HBO Max has just about every kind of movie on its platform. This week, its best offerings include a gentle masterpiece from revered Japanese animator Hayao Miyazaki and a 1940s noir that still packs a real punch. It is, additionally, the streaming home for South Korean director Bong Joon-ho’s latest film, which flew under the radar last year and deserves a second chance. Fortunately, HBO Max subscribers have the ability to give it exactly that.
Here are the three best movies you can watch on HBO Max this weekend.

“The Set-Up” (1949)
A gem of Hollywood’s noir-filled Golden Age, director Robert Wise’s “The Set-Up” is a boxing drama unlike any other. Based on a poem by Joseph Moncure March and adapted by former professional sportswriter Art Cohn, “The Set-Up” follows an older boxer (Robert Ryan) as he prepares to fight a 23-year-old up-and-comer (Hal Fieberling) backed by a powerful, corrupt local gangster (Alan Baxter). What he does not know is that his underhanded manager (George Tobias) has already promised that he will take a dive.

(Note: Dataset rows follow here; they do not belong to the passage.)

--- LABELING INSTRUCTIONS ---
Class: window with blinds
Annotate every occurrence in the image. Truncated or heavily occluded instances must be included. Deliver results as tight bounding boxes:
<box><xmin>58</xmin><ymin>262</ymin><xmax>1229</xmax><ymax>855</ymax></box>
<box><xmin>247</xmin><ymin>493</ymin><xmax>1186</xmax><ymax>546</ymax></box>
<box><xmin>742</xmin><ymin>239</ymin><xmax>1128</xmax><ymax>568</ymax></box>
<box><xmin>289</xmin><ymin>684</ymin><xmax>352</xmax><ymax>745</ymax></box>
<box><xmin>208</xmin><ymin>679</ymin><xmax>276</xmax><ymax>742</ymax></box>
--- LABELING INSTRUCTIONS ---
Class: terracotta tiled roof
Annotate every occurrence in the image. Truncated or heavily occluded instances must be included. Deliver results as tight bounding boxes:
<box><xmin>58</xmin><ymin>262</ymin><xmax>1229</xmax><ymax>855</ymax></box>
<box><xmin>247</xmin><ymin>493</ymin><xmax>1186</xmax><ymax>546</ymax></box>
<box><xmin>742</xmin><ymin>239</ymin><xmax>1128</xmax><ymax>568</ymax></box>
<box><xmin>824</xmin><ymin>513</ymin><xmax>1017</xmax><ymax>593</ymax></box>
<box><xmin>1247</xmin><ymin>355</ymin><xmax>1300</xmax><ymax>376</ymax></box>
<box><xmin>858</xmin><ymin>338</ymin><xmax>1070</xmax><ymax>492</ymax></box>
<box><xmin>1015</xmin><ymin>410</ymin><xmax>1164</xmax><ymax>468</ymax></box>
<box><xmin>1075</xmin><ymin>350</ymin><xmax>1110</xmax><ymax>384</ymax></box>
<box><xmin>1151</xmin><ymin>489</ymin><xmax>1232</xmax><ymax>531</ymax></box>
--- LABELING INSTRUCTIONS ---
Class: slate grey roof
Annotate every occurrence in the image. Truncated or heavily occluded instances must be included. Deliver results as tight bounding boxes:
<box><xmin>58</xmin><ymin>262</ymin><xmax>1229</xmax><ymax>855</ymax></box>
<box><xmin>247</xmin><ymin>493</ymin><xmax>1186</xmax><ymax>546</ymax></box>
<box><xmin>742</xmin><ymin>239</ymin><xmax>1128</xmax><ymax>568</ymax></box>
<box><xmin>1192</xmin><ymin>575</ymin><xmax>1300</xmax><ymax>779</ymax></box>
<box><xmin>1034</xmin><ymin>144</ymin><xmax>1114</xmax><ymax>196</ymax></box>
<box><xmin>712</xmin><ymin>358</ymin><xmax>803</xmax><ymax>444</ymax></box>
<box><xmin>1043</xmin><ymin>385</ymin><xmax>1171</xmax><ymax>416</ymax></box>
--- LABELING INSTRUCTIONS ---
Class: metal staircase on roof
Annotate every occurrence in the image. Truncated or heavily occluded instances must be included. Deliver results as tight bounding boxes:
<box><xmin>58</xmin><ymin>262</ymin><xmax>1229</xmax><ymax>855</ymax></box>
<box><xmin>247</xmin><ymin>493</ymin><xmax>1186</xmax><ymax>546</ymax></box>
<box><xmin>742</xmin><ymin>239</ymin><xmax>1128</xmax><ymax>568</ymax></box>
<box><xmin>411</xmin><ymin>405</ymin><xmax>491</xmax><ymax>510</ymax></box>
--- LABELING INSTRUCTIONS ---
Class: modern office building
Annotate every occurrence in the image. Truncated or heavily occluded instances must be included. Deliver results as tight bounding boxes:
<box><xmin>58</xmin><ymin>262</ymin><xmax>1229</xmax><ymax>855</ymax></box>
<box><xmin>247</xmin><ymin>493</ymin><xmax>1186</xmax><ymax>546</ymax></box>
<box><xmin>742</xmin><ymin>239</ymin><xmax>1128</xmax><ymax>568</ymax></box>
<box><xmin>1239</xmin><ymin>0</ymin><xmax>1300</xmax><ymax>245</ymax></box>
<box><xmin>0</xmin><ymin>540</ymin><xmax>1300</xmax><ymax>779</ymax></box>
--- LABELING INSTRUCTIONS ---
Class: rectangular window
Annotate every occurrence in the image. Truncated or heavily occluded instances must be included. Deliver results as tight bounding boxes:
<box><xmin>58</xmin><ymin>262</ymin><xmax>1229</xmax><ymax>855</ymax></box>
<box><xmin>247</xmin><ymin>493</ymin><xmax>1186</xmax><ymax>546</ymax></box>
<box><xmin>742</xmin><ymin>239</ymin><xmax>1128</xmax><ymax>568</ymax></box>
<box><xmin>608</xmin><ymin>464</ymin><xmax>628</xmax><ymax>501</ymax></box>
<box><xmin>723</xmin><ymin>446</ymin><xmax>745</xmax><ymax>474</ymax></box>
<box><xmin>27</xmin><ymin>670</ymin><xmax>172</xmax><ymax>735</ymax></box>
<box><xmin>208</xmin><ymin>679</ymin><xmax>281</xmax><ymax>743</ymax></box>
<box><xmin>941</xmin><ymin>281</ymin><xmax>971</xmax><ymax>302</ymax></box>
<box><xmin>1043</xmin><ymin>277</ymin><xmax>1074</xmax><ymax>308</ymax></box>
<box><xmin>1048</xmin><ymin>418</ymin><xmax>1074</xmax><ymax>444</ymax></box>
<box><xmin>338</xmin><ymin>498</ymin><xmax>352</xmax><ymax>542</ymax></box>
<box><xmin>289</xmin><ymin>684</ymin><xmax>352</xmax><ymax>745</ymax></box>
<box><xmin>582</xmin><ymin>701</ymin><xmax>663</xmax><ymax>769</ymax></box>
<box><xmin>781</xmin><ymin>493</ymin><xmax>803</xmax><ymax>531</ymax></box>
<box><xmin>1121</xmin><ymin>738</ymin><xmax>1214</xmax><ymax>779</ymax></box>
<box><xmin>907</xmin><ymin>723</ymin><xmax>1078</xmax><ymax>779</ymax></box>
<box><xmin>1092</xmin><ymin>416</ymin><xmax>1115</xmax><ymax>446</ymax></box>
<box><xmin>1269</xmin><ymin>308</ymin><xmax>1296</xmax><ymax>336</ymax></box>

Unfolding almost entirely in real time across its 72 minutes, “The Set-Up” is a ruminative and tense, shadow-soaked drama about a man fighting against a world that wants him to put away his gloves and just give up. Beautifully photographed by cinematographer Milton R. Krasner and featuring a heartbreaking, against-type lead performance from Robert Ryan, “The Set-Up” is a must-see classic.

“Mickey 17” (2025)
You would not have thought that “underseen” and “underrated” would be two terms you could apply to director Bong Joon-ho’s long-awaited follow-up to his Oscar-winning 2019 thriller “Parasite,” but they unfortunately do fit “Mickey 17.” Director Bong’s whacky, surprisingly heartfelt adaptation of Edward Ashton’s sci-fi novel about a man (Robert Pattinson) who unwittingly becomes a cloned, disposable worker on a space colony voyage received little attention when it hit theaters in early 2025 and was quickly forgotten by many.

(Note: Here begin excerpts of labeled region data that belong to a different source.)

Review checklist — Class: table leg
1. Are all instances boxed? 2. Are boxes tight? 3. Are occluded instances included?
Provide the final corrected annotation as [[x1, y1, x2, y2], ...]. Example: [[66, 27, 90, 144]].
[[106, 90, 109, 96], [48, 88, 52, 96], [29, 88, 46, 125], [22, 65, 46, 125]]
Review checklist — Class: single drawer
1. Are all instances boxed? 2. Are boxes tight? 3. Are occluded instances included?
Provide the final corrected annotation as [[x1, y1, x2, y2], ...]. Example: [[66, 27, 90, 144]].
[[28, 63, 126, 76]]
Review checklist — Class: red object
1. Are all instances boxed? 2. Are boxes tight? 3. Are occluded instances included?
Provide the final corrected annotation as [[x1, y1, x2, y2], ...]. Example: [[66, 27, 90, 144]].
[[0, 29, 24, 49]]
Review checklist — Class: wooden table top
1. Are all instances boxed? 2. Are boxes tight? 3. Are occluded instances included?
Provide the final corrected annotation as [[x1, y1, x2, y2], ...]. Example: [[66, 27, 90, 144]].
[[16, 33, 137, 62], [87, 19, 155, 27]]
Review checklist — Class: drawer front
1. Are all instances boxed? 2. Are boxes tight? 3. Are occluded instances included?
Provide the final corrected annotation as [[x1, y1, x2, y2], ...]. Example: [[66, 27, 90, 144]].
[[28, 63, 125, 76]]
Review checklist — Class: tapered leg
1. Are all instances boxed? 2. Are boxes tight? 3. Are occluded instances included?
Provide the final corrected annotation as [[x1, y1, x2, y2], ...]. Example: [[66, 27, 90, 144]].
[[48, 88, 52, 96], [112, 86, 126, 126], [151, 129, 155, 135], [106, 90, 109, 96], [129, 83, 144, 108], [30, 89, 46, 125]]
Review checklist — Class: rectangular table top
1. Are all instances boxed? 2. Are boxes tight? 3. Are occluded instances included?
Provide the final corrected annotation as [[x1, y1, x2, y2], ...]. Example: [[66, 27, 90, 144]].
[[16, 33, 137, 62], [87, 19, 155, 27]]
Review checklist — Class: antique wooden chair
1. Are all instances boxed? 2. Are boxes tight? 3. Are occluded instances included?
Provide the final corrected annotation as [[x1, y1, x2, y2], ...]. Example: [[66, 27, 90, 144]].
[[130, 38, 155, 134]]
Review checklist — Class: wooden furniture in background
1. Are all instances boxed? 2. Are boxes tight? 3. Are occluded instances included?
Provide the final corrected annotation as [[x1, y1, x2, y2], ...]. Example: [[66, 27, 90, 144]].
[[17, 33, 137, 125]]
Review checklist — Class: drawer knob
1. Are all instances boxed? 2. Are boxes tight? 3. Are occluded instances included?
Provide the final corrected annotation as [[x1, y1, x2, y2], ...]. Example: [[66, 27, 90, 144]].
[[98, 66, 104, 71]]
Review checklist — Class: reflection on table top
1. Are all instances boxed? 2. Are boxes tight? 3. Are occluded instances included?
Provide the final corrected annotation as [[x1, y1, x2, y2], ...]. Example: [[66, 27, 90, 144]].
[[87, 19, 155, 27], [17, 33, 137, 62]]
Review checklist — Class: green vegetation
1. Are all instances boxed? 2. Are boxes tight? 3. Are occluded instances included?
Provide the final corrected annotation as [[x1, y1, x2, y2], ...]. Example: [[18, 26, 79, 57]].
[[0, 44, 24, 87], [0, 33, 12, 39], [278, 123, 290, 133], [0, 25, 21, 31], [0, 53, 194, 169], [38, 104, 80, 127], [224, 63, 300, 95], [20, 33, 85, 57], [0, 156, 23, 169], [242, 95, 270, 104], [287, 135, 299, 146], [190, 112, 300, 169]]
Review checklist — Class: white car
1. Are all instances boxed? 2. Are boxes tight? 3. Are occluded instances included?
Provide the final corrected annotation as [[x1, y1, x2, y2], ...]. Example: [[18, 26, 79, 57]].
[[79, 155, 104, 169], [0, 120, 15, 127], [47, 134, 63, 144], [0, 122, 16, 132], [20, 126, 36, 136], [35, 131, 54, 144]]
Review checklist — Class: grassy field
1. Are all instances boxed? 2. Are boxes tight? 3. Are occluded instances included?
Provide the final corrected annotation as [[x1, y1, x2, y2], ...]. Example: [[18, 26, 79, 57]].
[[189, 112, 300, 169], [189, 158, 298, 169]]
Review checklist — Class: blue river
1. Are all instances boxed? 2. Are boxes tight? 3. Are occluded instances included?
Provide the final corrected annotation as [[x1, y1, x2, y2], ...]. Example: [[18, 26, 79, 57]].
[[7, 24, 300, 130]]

Time will undoubtedly be kind to “Mickey 17,” though, a film that casts a strange, unexpectedly melancholic spell. Pattinson’s many performances as the film’s abused lead are comical and yet endearing. Even more importantly, they suit “Mickey 17,” which tells with maniacal glee a story about an everyday man who comes to realize that the bad things that befall him are not punishments for his own indiscretions, but injustices of the world’s capitalistic system. Both entertaining and necessary, it is far more of an achievement than its slight reputation would suggest.

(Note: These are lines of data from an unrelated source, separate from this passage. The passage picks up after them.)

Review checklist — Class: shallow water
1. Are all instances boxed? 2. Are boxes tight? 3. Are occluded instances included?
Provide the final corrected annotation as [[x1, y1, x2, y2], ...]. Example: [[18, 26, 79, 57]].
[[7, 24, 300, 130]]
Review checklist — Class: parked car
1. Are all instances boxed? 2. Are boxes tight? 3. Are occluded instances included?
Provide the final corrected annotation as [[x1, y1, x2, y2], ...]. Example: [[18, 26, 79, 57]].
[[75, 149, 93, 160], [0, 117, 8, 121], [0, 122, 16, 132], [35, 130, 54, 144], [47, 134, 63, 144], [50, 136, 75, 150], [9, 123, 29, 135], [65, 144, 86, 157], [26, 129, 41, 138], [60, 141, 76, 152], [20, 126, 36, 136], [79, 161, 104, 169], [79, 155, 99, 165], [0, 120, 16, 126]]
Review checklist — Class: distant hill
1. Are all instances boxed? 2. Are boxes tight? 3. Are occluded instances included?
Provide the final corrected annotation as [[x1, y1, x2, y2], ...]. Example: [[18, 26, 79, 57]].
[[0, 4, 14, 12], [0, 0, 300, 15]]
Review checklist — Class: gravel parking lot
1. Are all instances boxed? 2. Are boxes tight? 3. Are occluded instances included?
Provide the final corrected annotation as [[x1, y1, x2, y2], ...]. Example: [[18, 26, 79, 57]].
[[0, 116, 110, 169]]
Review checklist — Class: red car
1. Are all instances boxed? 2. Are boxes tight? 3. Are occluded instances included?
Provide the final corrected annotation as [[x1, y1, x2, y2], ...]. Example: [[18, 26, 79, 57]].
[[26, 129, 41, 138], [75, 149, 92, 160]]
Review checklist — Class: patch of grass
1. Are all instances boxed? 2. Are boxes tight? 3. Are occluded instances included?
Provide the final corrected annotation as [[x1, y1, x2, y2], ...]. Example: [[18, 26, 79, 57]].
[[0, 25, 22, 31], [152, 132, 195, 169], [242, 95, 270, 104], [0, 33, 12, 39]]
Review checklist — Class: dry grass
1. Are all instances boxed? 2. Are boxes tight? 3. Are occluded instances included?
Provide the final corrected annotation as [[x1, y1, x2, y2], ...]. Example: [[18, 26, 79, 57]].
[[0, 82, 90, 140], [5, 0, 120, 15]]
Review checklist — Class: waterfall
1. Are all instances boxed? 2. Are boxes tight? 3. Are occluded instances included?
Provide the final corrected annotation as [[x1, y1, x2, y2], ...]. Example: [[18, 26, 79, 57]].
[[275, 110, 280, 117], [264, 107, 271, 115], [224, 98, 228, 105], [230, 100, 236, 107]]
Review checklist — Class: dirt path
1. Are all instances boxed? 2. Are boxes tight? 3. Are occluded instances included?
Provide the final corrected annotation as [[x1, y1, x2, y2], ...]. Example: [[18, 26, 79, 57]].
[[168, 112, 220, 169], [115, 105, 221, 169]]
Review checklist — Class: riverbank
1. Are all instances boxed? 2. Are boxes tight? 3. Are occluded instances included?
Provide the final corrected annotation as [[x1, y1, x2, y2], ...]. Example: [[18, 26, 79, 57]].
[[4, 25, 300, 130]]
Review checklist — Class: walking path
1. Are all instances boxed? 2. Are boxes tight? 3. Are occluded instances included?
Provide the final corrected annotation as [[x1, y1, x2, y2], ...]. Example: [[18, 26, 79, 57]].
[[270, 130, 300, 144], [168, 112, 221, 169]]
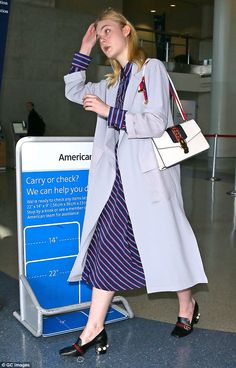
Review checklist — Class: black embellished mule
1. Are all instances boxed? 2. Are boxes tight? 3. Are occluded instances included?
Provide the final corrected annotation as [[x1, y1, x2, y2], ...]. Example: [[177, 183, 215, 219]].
[[59, 328, 109, 357], [171, 301, 200, 337]]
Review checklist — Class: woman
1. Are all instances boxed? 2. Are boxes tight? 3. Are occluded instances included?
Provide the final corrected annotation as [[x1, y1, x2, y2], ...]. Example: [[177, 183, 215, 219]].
[[60, 9, 207, 356]]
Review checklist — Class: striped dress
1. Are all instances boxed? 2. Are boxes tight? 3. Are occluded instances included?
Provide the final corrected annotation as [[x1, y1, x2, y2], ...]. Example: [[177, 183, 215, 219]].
[[82, 63, 146, 291]]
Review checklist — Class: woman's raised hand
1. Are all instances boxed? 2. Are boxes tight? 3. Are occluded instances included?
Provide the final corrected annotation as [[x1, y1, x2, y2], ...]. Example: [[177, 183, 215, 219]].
[[80, 23, 97, 56]]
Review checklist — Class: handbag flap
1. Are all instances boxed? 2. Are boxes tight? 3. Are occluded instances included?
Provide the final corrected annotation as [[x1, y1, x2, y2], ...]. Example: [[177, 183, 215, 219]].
[[153, 119, 201, 149]]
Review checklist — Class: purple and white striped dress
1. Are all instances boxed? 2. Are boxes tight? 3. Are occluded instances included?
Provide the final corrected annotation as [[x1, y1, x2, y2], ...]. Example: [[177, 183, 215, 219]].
[[69, 54, 146, 291]]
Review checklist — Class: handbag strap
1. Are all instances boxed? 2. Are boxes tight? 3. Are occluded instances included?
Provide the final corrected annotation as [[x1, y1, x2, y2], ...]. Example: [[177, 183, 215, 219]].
[[142, 59, 187, 121]]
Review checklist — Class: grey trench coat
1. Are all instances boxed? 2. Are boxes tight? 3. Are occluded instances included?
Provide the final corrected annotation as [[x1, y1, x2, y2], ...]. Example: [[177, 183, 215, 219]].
[[64, 59, 207, 293]]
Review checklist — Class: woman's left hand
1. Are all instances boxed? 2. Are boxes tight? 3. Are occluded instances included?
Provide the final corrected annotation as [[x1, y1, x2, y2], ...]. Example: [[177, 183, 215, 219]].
[[83, 95, 110, 118]]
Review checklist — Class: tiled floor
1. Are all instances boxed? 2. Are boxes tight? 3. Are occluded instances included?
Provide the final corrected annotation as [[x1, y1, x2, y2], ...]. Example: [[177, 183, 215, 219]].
[[0, 158, 236, 368]]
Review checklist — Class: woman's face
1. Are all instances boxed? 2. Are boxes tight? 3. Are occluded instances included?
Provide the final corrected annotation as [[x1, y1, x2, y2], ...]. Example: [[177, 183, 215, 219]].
[[96, 19, 130, 66]]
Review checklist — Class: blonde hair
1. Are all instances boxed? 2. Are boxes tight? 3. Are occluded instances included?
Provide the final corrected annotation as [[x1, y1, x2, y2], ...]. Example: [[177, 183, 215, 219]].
[[95, 8, 146, 87]]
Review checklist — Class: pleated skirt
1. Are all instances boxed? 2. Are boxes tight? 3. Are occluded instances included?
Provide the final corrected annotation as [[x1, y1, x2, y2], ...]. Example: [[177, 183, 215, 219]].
[[82, 147, 146, 291]]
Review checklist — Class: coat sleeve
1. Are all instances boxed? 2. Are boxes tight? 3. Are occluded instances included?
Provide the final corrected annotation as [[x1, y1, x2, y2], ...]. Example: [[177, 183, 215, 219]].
[[64, 71, 107, 105], [125, 59, 172, 138]]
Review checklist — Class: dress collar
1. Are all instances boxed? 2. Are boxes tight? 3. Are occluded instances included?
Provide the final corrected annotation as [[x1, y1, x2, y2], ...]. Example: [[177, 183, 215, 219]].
[[120, 61, 132, 79]]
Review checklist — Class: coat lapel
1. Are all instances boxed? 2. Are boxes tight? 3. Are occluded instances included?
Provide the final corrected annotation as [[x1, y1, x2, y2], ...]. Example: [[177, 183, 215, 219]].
[[123, 64, 142, 110]]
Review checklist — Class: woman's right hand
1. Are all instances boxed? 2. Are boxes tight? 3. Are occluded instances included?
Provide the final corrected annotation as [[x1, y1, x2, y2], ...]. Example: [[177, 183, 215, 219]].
[[80, 23, 97, 56]]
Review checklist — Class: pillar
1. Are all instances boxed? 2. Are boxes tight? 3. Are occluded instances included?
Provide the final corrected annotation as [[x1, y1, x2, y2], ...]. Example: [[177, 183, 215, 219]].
[[211, 0, 236, 157]]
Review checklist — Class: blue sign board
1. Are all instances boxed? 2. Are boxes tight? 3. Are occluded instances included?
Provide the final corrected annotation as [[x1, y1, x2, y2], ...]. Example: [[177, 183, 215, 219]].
[[0, 0, 10, 89], [14, 137, 128, 336]]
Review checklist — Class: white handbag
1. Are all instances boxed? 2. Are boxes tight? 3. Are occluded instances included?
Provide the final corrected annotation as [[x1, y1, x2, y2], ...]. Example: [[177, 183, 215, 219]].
[[139, 61, 210, 170]]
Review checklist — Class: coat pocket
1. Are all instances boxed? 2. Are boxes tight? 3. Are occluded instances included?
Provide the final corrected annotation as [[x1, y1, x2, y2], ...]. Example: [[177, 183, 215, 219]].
[[138, 138, 158, 173]]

“Kiki’s Delivery Service” (1989)
One of Japanese filmmaker Hayao Miyazaki‘s many masterpieces, 1989’s “Kiki’s Delivery Service,” is a coming-of-age story the likes of which only its maker could deliver. Based on a 1985 novel by Eiko Kadono, this colorful animated adventure follows its eponymous heroine, a 13-year-old intrepid witch, as she sets out on her own to live in a big city with her animal familiar, a black cat named Jiji. Once there, she sets up a delivery service using her magic broom and starts to make friends and money along the way.
However, Kiki gradually starts to feel her spirit and magical energy dampened by the increasing demands of her work. In other words, while “Kiki’s Delivery Service” is filled with whimsy and magic, both visual and narrative, it takes its heroine’s coming-of-age story seriously. In doing so, it touches on themes of burnout and the sustaining powers of joy that not only make it one of Miyazaki’s best films, but one of his most touching, universal and relatable.